In a little over two days, the drones delivered three months’ worth of vaccine supplies to three health clinics and vaccinated babies from seven families against polio. On the return trips, they hauled reports and lab samples for measles and yellow fever.

To implement the new delivery system, VillageReach collaborated with the DRC’s government, drone startup Swoop Aero, and Gavi, a public-private partnership backed by the Bill & Melinda Gates Foundation that promotes vaccination efforts.

VillageReach President Emily Bancroft said the project isn’t just a chance to test new technology. The drones have to work better and cost less than other last-mile delivery options like motorcycles.

“The drone work doesn’t sit on its own. We are doing a large-scale supply chain improvement initiative with the government in rural, river-based, hard-to-reach provinces in DRC,” said Bancroft. VillageReach has been around for nearly two decades and specializes in helping governments solve healthcare challenges with ideas and technology borrowed from other industries.

Following the success of the initial flights, the organizations plan to continue fundraising and expanding the drone delivery network.

In some ways, vaccines are a great fit for drones. They’re small, so they can fit on board, and they need to be kept cold, so the delivery speed is important. One test flight reduced a 6-hour round trip delivery to 20 minutes.

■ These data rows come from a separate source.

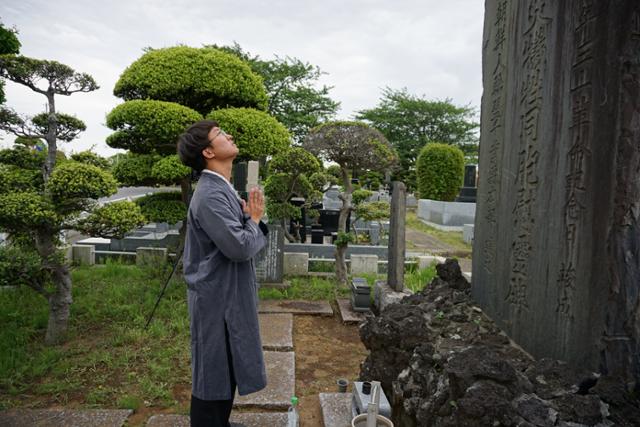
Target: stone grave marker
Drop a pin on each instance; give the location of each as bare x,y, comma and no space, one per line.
395,272
253,169
269,261
556,259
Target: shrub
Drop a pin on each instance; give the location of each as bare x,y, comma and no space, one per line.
440,170
198,78
256,133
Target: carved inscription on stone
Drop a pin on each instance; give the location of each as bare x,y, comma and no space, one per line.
581,130
496,132
533,67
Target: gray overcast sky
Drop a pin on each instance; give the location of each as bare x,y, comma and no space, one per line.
431,47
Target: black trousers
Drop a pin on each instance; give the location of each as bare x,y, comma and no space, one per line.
214,413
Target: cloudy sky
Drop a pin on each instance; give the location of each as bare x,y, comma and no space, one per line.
431,47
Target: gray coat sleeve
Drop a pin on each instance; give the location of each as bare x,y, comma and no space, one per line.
238,241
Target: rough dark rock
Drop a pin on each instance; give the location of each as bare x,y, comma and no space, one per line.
441,370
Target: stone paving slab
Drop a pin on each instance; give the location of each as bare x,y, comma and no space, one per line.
64,418
276,331
248,419
320,308
281,373
336,409
347,313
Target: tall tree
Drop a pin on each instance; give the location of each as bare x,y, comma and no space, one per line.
9,44
295,98
353,146
165,90
410,122
36,210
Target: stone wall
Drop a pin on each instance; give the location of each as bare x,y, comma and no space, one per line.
557,231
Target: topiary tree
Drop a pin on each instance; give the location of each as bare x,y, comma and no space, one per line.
167,90
40,197
353,146
9,44
256,133
202,79
440,171
292,173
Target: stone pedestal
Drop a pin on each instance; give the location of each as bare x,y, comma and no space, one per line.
296,263
83,254
556,258
364,264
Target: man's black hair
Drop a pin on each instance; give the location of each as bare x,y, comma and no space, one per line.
193,141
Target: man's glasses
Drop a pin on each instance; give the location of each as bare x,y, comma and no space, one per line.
220,132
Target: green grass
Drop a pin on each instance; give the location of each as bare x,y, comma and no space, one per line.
416,279
109,359
453,238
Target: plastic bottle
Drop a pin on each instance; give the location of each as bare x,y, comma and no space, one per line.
292,413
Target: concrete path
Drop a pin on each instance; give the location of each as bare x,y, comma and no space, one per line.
276,331
281,380
320,308
336,409
64,418
346,311
248,419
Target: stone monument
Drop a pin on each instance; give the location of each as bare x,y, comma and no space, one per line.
395,273
269,261
557,232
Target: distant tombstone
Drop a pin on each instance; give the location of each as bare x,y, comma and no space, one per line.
240,177
331,199
469,191
395,272
253,170
556,259
269,261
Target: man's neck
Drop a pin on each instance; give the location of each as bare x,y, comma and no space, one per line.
223,169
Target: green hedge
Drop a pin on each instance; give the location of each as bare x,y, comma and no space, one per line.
440,172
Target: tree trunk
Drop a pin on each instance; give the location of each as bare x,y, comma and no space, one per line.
51,138
341,251
59,306
60,300
341,265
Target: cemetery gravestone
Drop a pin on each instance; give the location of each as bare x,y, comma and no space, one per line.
269,261
556,254
395,272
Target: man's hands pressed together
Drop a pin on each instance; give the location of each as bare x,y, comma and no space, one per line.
255,208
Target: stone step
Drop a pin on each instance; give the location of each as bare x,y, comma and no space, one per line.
281,371
319,308
64,417
336,409
247,419
276,331
347,313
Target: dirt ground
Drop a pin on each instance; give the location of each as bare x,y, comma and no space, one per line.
326,350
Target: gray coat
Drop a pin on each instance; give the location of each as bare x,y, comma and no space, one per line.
218,267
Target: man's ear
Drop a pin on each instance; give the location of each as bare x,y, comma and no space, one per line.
208,153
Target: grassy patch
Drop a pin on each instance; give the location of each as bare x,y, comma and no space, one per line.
109,360
453,238
417,279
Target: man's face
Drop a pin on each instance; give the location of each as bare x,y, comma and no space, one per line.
221,145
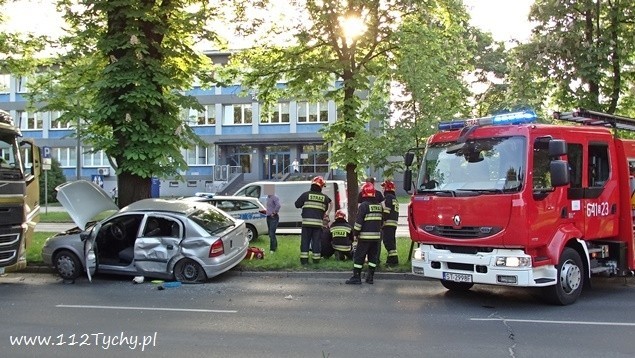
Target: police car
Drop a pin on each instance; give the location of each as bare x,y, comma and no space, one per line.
240,207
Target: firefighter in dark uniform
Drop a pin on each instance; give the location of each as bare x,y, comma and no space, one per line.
315,208
391,216
368,231
341,237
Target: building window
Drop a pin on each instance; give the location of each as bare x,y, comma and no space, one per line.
280,114
66,156
22,85
237,114
30,120
312,112
95,159
57,122
315,158
206,117
199,155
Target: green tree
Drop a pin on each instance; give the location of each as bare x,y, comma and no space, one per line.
581,53
435,52
322,58
120,74
18,50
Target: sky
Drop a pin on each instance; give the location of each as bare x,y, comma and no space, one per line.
505,19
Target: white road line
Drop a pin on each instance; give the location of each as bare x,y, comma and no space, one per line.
584,323
146,308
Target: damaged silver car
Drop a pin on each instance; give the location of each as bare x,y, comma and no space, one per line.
169,239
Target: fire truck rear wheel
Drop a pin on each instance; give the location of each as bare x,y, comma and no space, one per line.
457,286
570,279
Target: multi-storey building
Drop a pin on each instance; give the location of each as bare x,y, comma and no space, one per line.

In the first week, the fleet of two drones has logged more than 300 miles daily.

Emmanuel, head nurse at Widjifake Health Center, and his staff store the vaccine delivery. (VillageReach Photo by Henry Sempangi Sanyulye)

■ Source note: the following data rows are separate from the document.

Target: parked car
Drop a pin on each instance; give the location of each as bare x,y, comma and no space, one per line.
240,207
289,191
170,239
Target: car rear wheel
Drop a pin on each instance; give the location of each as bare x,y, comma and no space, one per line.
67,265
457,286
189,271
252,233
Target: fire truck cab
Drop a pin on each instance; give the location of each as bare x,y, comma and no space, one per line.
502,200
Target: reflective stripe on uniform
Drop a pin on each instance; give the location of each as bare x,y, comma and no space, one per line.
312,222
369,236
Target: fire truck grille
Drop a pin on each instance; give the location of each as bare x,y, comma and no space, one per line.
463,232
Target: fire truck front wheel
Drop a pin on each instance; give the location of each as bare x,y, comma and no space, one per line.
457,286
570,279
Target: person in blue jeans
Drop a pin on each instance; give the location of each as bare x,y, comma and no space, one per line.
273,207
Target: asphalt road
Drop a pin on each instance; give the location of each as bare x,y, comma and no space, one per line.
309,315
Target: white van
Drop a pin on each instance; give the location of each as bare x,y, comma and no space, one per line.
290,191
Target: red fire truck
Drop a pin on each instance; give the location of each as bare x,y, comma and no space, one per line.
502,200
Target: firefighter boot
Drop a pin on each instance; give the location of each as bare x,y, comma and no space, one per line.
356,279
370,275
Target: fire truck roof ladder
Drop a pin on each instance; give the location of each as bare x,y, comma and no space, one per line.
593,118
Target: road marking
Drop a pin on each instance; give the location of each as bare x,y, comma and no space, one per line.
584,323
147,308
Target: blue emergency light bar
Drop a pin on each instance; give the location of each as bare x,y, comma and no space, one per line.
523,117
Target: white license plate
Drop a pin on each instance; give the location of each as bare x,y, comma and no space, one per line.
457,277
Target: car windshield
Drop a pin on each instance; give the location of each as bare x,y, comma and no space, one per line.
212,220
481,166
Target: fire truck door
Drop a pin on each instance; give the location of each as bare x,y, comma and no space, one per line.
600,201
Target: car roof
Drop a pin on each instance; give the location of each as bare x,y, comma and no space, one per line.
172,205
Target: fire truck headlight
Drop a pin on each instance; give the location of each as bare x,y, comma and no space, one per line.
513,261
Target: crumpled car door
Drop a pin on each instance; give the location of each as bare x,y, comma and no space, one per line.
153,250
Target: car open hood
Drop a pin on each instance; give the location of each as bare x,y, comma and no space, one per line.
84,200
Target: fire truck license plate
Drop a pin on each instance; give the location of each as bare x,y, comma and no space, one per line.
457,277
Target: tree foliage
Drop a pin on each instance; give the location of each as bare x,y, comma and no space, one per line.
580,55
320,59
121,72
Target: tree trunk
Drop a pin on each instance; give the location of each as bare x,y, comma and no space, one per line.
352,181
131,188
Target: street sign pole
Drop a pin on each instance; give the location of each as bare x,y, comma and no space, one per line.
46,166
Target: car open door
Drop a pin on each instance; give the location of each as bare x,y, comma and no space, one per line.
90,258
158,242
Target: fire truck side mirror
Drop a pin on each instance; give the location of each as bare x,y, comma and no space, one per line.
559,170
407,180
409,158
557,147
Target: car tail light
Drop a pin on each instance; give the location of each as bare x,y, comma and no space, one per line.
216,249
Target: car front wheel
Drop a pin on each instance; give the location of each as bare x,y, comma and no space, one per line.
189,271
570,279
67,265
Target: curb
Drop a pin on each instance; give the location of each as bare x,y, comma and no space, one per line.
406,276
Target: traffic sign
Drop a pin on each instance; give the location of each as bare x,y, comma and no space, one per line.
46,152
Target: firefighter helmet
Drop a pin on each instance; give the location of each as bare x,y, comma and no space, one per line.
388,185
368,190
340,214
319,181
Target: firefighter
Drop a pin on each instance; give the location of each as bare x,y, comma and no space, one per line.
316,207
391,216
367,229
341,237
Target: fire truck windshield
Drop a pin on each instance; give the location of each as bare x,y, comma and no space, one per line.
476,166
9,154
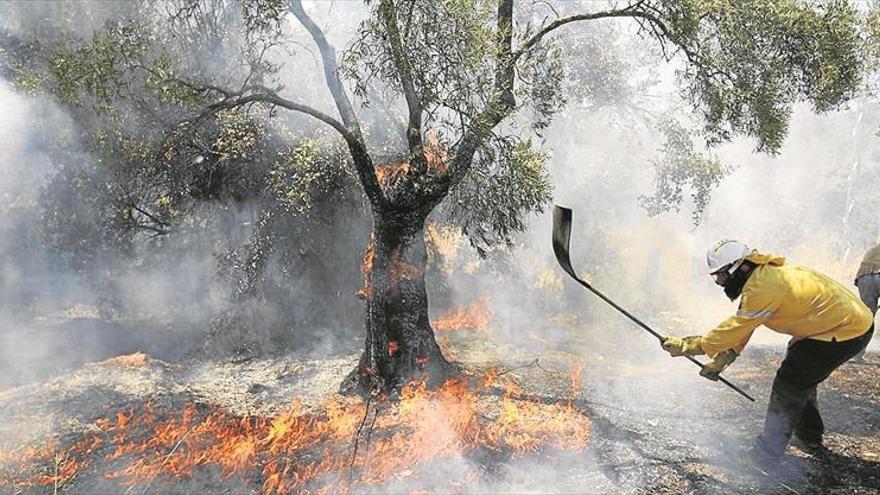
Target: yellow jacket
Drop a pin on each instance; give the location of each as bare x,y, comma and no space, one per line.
793,300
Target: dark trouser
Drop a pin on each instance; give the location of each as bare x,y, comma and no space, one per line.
793,406
869,291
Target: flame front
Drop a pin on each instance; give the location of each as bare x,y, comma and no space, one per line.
302,450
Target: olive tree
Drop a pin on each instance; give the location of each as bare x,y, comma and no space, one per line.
473,82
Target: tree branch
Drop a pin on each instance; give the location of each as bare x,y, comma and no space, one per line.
500,105
388,11
627,11
331,73
363,163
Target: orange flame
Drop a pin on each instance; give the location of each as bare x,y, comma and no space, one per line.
300,450
387,174
475,315
366,291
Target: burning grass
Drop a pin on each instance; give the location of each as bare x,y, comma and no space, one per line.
303,450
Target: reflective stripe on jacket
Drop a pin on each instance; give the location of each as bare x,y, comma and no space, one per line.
792,300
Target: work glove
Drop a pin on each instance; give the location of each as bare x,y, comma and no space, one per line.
682,346
713,368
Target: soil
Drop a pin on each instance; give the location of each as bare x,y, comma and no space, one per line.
657,427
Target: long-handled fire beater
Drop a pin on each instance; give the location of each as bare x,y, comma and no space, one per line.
561,239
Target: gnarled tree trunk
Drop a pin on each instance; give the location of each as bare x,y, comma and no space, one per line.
399,342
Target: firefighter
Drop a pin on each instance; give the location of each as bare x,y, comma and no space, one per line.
827,322
868,282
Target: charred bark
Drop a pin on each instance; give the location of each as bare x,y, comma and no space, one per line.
399,341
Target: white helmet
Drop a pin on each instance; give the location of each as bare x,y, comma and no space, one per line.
726,253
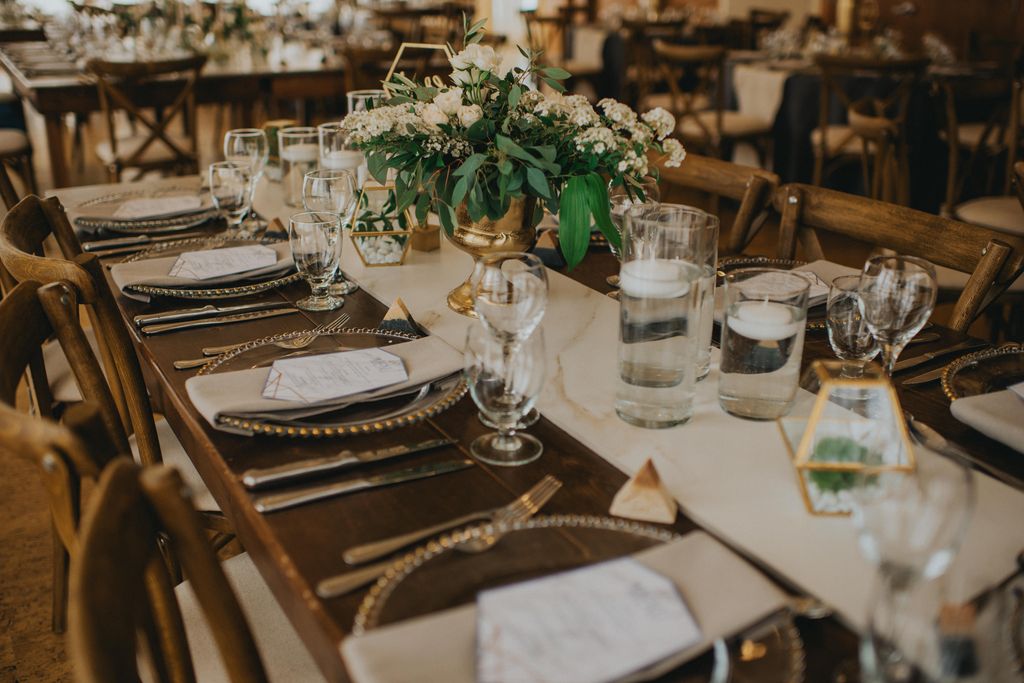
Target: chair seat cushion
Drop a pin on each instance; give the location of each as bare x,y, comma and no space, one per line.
734,124
13,142
999,213
157,153
174,456
284,655
58,374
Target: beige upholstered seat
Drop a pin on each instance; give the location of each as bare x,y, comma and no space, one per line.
285,657
999,213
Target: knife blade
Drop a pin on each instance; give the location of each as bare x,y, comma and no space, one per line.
204,311
267,476
925,378
931,355
289,499
220,319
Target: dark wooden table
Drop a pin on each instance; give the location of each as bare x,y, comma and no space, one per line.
295,549
295,74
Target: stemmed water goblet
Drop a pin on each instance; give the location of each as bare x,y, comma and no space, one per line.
248,147
897,296
315,242
505,382
849,335
335,191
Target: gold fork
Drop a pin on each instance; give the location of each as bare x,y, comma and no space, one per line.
520,509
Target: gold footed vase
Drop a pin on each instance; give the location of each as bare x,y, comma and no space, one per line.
516,230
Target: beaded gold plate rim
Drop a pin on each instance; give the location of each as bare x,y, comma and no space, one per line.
972,358
368,614
271,428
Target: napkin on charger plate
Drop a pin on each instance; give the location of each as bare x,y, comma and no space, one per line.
240,393
156,272
723,593
998,415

This week’s flights came after extensive research into how the new technology might improve the nation’s healthcare infrastructure. VillageReach and Johns Hopkins looked at the use of drones in a study that was published in the journal Vaccine and found that costs could be reduced by 20 percent with faster delivery times.

Each drone only costs around $5,000, but Defawe said that this is a small part of the investment needed to make drones part of a robust delivery system, which also requires training programs, maintenance, operations teams and software.

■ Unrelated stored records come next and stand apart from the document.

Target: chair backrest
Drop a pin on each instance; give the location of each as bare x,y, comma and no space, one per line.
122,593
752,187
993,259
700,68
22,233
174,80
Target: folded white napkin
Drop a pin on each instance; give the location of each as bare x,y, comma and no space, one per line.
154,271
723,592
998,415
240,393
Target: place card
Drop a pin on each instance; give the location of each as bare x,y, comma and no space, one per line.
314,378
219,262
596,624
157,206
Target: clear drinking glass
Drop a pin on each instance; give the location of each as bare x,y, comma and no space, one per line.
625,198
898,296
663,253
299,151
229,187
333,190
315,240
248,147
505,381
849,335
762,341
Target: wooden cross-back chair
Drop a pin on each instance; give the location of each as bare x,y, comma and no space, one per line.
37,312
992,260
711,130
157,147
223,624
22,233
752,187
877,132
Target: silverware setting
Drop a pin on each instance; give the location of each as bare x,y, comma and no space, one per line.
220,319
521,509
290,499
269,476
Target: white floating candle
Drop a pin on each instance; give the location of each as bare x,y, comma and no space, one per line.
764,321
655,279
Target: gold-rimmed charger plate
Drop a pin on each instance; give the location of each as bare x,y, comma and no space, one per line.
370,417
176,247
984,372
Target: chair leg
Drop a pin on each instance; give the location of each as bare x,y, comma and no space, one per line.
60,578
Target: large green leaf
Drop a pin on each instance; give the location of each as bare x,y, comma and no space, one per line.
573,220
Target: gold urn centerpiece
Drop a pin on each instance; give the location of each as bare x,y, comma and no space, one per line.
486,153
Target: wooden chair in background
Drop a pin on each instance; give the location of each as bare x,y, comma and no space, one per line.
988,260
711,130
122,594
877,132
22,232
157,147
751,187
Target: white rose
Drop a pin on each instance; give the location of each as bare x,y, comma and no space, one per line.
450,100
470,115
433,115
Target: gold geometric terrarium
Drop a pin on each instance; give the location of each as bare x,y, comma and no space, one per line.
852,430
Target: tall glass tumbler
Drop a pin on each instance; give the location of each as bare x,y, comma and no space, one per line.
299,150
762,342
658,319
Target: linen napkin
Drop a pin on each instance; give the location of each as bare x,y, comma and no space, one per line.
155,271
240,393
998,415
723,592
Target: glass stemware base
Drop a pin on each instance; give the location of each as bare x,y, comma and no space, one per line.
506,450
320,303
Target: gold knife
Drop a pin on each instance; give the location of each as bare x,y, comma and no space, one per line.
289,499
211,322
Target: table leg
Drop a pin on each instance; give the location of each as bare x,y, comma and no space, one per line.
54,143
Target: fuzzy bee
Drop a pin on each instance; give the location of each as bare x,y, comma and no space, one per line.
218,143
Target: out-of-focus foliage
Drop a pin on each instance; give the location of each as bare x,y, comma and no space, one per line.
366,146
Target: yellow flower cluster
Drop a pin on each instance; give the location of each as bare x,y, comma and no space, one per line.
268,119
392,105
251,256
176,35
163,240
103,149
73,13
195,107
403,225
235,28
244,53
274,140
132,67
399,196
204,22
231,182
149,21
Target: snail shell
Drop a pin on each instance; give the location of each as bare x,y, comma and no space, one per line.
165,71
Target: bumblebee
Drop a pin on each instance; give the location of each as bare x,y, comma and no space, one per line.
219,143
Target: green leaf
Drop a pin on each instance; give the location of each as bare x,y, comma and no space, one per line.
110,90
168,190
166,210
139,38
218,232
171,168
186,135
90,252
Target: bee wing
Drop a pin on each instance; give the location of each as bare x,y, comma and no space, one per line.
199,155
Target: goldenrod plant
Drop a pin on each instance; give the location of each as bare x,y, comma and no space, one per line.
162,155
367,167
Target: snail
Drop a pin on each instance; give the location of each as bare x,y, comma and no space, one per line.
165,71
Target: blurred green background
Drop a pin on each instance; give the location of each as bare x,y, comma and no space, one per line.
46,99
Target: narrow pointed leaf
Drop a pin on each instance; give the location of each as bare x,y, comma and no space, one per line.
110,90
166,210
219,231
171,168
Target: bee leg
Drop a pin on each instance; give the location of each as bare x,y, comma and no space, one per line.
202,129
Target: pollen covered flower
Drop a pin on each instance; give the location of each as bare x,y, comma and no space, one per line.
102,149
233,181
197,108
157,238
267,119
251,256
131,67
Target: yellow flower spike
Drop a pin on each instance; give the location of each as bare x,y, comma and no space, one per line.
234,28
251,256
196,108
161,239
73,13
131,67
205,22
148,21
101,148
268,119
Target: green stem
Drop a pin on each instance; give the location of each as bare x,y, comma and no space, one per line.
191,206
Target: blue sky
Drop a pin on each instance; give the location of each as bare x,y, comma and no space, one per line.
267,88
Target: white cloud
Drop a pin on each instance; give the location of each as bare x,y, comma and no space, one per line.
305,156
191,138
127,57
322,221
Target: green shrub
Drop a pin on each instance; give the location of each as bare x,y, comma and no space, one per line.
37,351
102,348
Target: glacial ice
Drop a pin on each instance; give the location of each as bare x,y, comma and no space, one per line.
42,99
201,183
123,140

Another drone startup, Zipline, began delivering vaccines in Ghana this past April and also runs a blood delivery services in Rwanda.

VillageReach chose Swoop Aero since its drone system can take off and land on the ground, whereas Zipline’s drones are designed to parachute in deliveries from overhead. Swoop Aero, an Australian startup, also worked with UNICEF to deliver vaccines by drone in Vanuatu, a country in the South Pacific Ocean.

Even in wealthy countries, drones are only just starting to be used for medical and commercial purposes. Amazon is nearing the official debut of its all-electric Prime Air drone, which will deliver packages under 5 pounds in record time. And a drone was recently used to deliver a kidney to a transplant patient in Maryland, a first for the U.S. healthcare industry.

In order to be effective, vaccines need to get to everybody, thus providing the “herd immunity” that is a community’s best defense against infectious diseases. But governments in low- and middle-income countries frequently can’t get to the most remote areas. If they can be deployed cheaply, drones could increase access to vaccines and other medications.

But even if health systems are able to solve the logistical and cost challenges associated with drone deliveries of vaccines, they still need the support of local residents. Vaccine fears have been a persistent challenge across the globe and new technologies add another layer of complexity. In the DRC, there have been numerous attacks against Ebola virus treatment centers since an outbreak began last year.

During the first week of demonstrations, Defawe noticed one woman, an elder named Mama Cinq, who refused to approach the drone.

“No, no. I’m afraid. This is scary,” she told Defawe. But later in the day, Defawe convinced her to come over and touch the drone. The crowd once again roared with applause.